European Football Championship 2024

2nd Semifinal: Netherlands vs England

Data Analytics
Sports
Author

Me

Published

July 10, 2024

This is a parameterized report that showcases the benefits of reproducing analysis at the click of a button.

It makes it very easy to update any work and alter any input parameters within the report.

This report is adaptable to the 4 semifinalists of the Euro 2024: Spain, France, England, Netherlands.

Code
# Parameters are set in yaml header and retrieved here
my_teams <- 
  tibble(
    code = c(params$code_a, params$code_b),
    fullname = c(params$fullname_a, params$fullname_b))

# # Same as
# my_teams <-
#   tibble(
#     code = c("NED", "ENG"),
#     fullname = c("Netherlands", "England"))

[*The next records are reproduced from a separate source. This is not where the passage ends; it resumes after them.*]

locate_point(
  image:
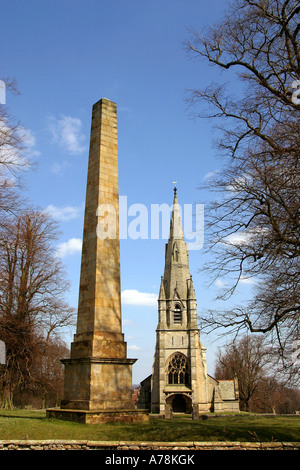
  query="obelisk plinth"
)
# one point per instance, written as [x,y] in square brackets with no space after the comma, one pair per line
[98,375]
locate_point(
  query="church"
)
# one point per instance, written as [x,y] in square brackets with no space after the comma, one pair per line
[179,381]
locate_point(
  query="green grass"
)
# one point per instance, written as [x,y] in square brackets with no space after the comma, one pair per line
[30,424]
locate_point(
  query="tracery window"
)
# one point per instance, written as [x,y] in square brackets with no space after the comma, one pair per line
[178,370]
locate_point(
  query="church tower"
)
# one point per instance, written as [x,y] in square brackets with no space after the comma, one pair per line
[179,377]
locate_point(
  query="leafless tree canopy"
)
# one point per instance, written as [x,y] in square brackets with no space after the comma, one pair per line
[253,224]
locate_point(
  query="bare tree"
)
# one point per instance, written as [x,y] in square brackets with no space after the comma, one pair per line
[253,225]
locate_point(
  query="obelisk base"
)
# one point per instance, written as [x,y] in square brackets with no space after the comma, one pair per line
[98,390]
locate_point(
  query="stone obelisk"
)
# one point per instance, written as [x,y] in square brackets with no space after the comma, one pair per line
[98,375]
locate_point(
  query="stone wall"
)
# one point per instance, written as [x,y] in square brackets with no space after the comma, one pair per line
[137,445]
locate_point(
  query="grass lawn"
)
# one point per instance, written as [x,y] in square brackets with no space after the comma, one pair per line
[31,424]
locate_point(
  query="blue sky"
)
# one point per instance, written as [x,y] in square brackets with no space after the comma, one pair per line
[68,54]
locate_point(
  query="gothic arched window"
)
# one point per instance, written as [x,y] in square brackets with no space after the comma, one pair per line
[177,314]
[178,370]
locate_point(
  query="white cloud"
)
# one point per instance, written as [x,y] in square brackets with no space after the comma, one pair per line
[134,297]
[72,246]
[67,132]
[63,213]
[58,168]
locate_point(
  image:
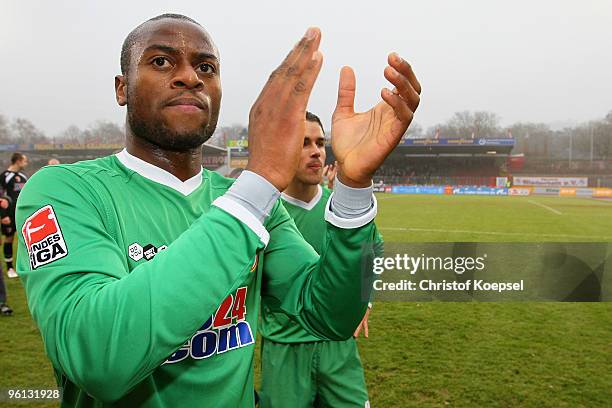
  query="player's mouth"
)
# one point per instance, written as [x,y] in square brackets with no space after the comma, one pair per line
[187,104]
[315,166]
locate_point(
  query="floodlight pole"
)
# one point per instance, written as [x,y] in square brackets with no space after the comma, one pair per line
[591,128]
[570,152]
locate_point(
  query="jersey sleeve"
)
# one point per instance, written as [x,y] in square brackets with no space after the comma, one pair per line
[104,328]
[324,294]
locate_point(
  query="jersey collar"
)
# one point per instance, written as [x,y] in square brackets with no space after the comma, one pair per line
[154,173]
[305,205]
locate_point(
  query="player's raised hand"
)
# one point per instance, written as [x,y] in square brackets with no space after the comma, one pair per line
[362,141]
[276,120]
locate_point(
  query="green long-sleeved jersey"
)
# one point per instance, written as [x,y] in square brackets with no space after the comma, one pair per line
[310,221]
[146,289]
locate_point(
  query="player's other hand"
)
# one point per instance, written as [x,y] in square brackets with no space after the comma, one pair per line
[362,141]
[363,325]
[276,120]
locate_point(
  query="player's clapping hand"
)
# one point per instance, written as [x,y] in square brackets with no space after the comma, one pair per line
[363,325]
[276,120]
[329,174]
[362,141]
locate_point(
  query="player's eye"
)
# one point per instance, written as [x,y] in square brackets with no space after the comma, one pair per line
[161,62]
[207,68]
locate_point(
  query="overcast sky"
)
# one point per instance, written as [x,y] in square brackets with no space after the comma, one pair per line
[538,60]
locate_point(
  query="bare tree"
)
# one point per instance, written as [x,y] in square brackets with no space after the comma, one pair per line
[468,124]
[24,131]
[414,131]
[5,132]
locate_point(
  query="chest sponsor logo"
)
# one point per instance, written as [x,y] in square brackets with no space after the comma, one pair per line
[224,331]
[43,237]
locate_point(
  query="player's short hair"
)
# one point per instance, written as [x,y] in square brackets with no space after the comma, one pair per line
[16,157]
[128,43]
[311,117]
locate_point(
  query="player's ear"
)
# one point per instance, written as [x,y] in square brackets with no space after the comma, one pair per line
[120,90]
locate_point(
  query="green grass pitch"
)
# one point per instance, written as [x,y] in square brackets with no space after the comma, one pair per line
[446,354]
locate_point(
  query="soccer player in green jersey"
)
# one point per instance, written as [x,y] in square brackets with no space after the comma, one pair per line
[298,368]
[145,272]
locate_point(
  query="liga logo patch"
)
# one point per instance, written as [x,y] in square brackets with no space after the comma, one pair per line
[43,237]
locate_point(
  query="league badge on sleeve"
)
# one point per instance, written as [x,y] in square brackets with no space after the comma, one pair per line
[43,237]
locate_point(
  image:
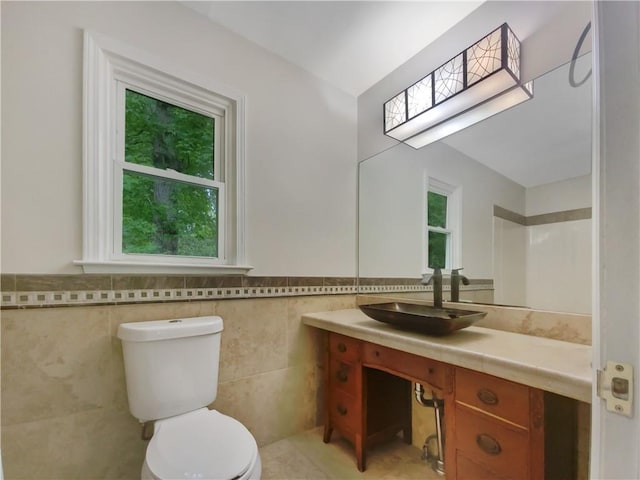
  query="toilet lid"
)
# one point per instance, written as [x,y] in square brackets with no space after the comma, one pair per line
[204,444]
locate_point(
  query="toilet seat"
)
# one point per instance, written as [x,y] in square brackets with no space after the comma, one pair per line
[203,444]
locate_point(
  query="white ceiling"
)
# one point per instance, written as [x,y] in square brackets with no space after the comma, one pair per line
[350,44]
[354,44]
[543,140]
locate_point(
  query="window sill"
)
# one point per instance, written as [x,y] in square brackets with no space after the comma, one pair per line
[161,268]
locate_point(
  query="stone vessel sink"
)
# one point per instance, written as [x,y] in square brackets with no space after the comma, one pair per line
[422,318]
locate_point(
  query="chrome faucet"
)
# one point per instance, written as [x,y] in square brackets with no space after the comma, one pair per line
[436,279]
[456,278]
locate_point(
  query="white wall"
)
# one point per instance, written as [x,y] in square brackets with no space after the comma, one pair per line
[509,262]
[301,136]
[559,254]
[391,209]
[559,196]
[548,266]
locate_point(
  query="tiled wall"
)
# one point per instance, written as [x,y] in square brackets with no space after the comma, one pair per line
[64,404]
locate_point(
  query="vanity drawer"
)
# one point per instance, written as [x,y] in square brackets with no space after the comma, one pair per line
[344,348]
[343,376]
[493,395]
[415,367]
[495,445]
[344,411]
[469,470]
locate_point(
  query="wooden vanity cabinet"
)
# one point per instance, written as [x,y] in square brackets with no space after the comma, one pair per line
[365,406]
[494,429]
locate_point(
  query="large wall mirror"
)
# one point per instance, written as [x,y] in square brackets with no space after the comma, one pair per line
[519,217]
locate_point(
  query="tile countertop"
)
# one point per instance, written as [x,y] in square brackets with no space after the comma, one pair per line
[552,365]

Quantitative Comparison of Netherlands vs England

The clash between Netherlands and England in Euro 2024 semifinals is set to be a thrilling and highly anticipated match. Check out this quantitative comparison between the two teams.

Mapping the Journey

Here are the teams’ venues and training camps across the Euro 2024.

Code
# Write function for plotting
plot_team_journey <- function(team, show_legend = TRUE) {
  match_data <- euro_2024_matches %>% 
    filter(home_team_code == team | away_team_code == team) %>% 
    # since we use geom_text_repel() a city would be plotted twice in different positions
    distinct(stadium_city, .keep_all = TRUE)
  
  basecamp_data <- filter(basecamps, team_code == team)
  
  ggplot() +
    # Plot German map with map package data
    geom_polygon(data = germany,
                 aes(x = long, y = lat, group = group),
                 colour = "grey10", fill = "#fff7bc") +
    geom_point(data = match_data,
               aes(x = stadium_longitude, y = stadium_latitude, color = "Venues")) +
    geom_point(data = basecamp_data,
               aes(x = long, y = lat, color = "Basecamp"), shape = 15) +
    geom_text_repel(data = basecamp_data,
              aes(label = basecamp, x = long, y = lat, color = "Basecamp"),
              show.legend = FALSE,
              hjust = -0.05) +
    geom_text_repel(data = match_data,
              aes(label = stadium_city, x = stadium_longitude, y = stadium_latitude, color = "Venues"),
              show.legend = FALSE) +
    scale_color_manual(name = "",
                       values = c("Venues" = "black", "Basecamp" = "blue")) +
    theme_void() +
    # Use paste() function to enquote team variable
    ggtitle(paste0(team)) +
    theme(plot.title = element_text(hjust = 0.5),
          legend.position = "top")
}

# Show both plots in the same pane
grid.arrange(plot_team_journey(my_teams$code[1]),
             plot_team_journey(my_teams$code[2]),
             ncol = 2)

Descriptive Analytics

Code
euro_2024_matches_pivoted <- euro_2024_matches %>%
  filter(date < params$match_day) %>% 
  select(id_match, starts_with("home"), starts_with("away")) %>% 
  pivot_longer(
    # pivot all columns except id_match
    cols = -id_match,
    # split into multiple columns 
    names_to = c("Location", # receives the values "home" or "away"
                 ".value"), # the remaining part of the column names should become the names of the new columns
    names_pattern = "(home|away)_(.*)") # how to split into multiple columns (".*" matches the ".value" from before)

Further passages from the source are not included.